What Does Frank Breech Mean in Pregnancy?

Frank breech means your baby is positioned bottom-down in your uterus with both legs extended straight upward, feet near the face, like a pike position. It’s the most common type of breech presentation and has the best outlook among breech positions when it comes to both turning the baby and delivery options.

How Frank Breech Differs From Other Breech Types

In a normal head-down (vertex) position, the baby’s head is lowest in the uterus, ready to enter the birth canal first. In any breech presentation, that orientation is flipped. What distinguishes the types is what the baby is doing with its legs.

  • Frank breech: The baby’s buttocks point downward. Both hips are flexed and both legs extend straight up along the body, with feet near the head.
  • Complete breech: The baby is sitting cross-legged or in a tuck position, with both hips and knees bent.
  • Footling breech: One or both legs dangle downward, meaning a foot would enter the birth canal first.

Frank breech is sometimes described as looking like the baby is folded in half at the waist. The buttocks form the “presenting part,” the body part closest to the cervix.

Why Babies End Up in This Position

Earlier in pregnancy, babies flip and roll freely because there’s plenty of room. Most settle into a head-down position by 36 to 37 weeks as space tightens. When a baby stays breech, it’s often because something limits that final rotation. Known risk factors include a uterus with an unusual shape, the placenta sitting low or over the cervix, too much or too little amniotic fluid, and carrying multiples. First pregnancies also carry a slightly higher chance because the uterine muscles are tighter and may restrict movement. In many cases, though, there’s no identifiable reason at all.

How It’s Detected

Your provider may suspect a breech position during a routine belly exam in the third trimester. When a baby is frank breech, the hard, round head can often be felt near the top of the uterus while the softer buttocks sit lower. An ultrasound confirms the position and clarifies which type of breech it is. This distinction matters because delivery planning differs depending on whether it’s frank, complete, or footling.

Turning the Baby: External Cephalic Version

If you’re diagnosed with frank breech around 36 to 37 weeks, your provider will likely discuss a procedure called an external cephalic version (ECV). During an ECV, a doctor uses firm, guided pressure on your abdomen to manually rotate the baby into a head-down position. It’s typically done in a hospital setting so the baby’s heart rate can be monitored throughout.

Frank breech has the highest ECV success rate among all breech types. One study found the procedure worked in about 78% of frank breech cases, compared to roughly 40% for other breech positions. The pike position of the legs may actually make it easier for the baby to somersault during the maneuver. If the attempt doesn’t work, it can sometimes be tried again, and your provider will discuss delivery options from there.

Delivery Options for Frank Breech

When an ECV doesn’t succeed or isn’t attempted, delivery planning becomes the next conversation. A planned cesarean section is the most common route for breech babies in most hospitals today. However, the American College of Obstetricians and Gynecologists (ACOG) states that a planned vaginal breech delivery may be reasonable when specific conditions are met and the hospital has an established protocol in place.

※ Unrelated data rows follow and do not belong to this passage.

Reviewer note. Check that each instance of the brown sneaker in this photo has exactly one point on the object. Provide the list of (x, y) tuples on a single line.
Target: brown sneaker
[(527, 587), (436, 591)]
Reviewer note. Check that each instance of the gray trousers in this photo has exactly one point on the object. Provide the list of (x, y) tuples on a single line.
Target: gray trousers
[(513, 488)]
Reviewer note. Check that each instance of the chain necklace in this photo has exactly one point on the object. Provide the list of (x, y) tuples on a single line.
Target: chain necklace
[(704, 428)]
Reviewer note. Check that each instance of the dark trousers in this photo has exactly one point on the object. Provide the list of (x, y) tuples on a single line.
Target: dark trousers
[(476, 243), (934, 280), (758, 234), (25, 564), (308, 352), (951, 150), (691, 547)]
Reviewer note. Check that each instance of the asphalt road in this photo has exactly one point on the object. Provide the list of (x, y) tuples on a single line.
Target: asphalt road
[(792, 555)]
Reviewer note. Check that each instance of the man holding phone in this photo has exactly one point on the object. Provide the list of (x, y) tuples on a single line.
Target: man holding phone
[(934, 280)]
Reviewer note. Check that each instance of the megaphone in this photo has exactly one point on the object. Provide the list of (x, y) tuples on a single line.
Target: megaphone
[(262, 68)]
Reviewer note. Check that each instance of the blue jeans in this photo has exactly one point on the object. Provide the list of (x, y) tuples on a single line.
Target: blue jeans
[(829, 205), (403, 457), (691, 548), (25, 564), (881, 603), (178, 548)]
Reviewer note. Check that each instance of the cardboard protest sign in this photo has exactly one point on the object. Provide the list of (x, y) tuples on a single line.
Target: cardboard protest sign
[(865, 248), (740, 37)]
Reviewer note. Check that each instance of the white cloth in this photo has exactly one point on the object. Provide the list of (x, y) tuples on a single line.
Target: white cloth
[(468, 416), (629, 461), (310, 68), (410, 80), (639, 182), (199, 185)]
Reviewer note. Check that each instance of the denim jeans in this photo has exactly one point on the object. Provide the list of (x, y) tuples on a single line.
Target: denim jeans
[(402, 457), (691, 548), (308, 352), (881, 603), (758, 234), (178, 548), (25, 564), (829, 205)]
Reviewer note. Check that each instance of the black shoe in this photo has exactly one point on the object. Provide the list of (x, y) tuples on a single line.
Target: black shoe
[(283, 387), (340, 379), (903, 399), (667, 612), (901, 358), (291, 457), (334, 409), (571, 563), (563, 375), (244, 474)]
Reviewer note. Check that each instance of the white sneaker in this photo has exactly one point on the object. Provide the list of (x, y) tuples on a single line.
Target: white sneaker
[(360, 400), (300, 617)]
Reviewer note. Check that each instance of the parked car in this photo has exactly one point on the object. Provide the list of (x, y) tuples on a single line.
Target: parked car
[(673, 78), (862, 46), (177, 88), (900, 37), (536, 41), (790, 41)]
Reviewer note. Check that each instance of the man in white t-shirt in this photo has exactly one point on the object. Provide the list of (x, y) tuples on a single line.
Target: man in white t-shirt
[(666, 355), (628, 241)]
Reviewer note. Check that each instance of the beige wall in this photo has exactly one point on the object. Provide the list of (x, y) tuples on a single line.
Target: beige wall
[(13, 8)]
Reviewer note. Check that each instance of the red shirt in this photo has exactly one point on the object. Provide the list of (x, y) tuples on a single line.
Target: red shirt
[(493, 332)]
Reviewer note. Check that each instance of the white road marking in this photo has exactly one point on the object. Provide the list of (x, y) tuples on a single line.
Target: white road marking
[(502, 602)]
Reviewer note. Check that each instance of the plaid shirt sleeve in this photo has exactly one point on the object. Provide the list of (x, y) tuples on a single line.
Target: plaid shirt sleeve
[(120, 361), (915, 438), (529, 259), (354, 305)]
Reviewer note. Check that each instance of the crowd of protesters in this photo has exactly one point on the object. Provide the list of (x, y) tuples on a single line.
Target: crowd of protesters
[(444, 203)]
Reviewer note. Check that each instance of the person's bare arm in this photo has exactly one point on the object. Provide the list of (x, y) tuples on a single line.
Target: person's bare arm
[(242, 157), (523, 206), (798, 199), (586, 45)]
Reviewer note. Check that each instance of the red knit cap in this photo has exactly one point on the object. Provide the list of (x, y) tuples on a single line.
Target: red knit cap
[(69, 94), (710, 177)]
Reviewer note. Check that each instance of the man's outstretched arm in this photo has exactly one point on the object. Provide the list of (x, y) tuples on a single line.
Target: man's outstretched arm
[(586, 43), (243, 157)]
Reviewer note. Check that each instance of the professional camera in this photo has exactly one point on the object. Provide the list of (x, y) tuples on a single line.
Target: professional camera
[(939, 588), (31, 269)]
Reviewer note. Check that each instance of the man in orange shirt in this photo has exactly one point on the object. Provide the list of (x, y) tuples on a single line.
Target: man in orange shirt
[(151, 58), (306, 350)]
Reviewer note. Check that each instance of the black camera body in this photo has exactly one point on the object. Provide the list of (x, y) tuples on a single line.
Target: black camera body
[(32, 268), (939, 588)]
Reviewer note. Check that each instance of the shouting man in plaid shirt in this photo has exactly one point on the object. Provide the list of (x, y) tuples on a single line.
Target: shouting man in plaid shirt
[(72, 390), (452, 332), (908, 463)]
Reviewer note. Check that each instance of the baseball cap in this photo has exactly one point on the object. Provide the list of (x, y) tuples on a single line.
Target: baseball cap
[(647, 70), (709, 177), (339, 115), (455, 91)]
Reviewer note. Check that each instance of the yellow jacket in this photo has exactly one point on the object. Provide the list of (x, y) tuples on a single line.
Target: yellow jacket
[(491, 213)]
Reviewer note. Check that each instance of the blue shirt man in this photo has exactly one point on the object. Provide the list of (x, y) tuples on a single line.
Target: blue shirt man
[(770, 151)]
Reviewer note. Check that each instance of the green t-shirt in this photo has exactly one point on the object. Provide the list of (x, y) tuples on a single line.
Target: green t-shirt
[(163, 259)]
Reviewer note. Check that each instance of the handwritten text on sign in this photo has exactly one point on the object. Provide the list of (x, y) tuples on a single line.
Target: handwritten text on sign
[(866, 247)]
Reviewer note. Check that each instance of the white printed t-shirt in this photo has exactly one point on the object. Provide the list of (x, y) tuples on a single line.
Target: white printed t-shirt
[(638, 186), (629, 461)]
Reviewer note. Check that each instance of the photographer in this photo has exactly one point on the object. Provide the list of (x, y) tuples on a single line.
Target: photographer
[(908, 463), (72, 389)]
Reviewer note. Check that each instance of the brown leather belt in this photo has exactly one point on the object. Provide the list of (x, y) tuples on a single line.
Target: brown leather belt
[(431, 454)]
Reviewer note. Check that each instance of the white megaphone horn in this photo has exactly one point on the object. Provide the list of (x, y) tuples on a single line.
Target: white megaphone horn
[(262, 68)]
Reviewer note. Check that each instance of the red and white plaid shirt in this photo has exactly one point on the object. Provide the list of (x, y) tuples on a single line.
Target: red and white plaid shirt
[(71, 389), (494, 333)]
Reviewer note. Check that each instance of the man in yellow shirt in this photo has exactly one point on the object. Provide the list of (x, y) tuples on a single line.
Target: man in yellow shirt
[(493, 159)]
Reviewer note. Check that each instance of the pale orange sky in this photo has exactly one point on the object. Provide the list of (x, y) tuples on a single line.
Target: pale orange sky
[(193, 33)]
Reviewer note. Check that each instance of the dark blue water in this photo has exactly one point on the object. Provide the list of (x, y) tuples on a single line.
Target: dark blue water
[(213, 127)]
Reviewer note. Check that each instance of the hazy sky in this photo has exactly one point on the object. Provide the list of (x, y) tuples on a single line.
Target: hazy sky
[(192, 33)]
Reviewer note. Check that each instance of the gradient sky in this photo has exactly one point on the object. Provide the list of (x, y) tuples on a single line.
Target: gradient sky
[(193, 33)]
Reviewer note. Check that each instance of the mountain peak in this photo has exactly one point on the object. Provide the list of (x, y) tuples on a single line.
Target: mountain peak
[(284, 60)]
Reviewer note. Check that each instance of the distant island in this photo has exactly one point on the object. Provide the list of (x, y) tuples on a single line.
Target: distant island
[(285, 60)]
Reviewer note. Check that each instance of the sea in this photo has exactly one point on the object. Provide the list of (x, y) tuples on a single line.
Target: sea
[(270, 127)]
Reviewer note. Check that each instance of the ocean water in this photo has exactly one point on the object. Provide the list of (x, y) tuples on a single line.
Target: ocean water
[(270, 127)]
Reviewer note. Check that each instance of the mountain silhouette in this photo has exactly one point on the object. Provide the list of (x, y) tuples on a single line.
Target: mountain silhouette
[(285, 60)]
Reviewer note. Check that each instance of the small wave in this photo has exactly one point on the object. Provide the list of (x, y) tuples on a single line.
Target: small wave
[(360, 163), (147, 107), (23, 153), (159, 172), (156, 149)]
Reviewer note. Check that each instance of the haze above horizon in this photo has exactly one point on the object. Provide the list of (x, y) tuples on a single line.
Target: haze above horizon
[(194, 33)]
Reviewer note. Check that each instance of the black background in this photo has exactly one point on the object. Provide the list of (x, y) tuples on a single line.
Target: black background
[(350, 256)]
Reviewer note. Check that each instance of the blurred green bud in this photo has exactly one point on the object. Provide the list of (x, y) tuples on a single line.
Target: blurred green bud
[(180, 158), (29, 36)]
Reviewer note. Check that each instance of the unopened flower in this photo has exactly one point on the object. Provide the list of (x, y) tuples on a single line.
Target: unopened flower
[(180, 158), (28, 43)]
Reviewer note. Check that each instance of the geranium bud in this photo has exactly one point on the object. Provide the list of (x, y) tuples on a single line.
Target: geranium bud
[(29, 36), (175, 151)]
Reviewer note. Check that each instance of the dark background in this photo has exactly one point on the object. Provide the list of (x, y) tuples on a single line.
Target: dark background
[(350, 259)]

The criteria that hospitals typically use for vaginal breech delivery include: the pregnancy is past 37 weeks, the baby is in a frank or complete breech position, no fetal abnormalities are seen on ultrasound, the baby’s estimated weight falls between about 5.5 and 8.8 pounds, and the mother’s pelvis is adequate in size. Some protocols also require that the baby’s head is flexed (chin tucked) and that there’s sufficient amniotic fluid. Labor is not induced or sped up with medication in these cases, and strict benchmarks for labor progress must be met.

Vaginal breech delivery requires a provider experienced in the technique, and not all hospitals offer it. If it’s something you want to explore, ask early whether your hospital and care team support it.

Hip Screening After Birth

One important thing to know about frank breech babies is their increased risk for developmental dysplasia of the hip (DDH), a condition where the hip joint doesn’t form properly. The risk is highest specifically in frank breech because the baby’s extended legs pull on the hamstring muscles across the flexed hip, which can affect how the hip socket develops over weeks in that position.

Research identifies breech presentation as one of the top risk factors for DDH, nearly doubling the odds compared to head-down babies. A large case-control study found that babies born breech had about 1.9 times the risk of hip dysplasia. The other major risk factors are a family history of hip problems and tight swaddling of the legs after birth.

Because of this link, many pediatric guidelines recommend an ultrasound of the hips for all babies who were in a breech position, typically performed around 6 weeks of age. DDH is highly treatable when caught early, usually with a soft brace that holds the hips in a healthy position for several weeks. When it goes undetected, it can lead to problems with walking and joint pain later in life. If your baby was frank breech, make sure hip screening is part of your postnatal follow-up, even if the physical exam at birth looks normal.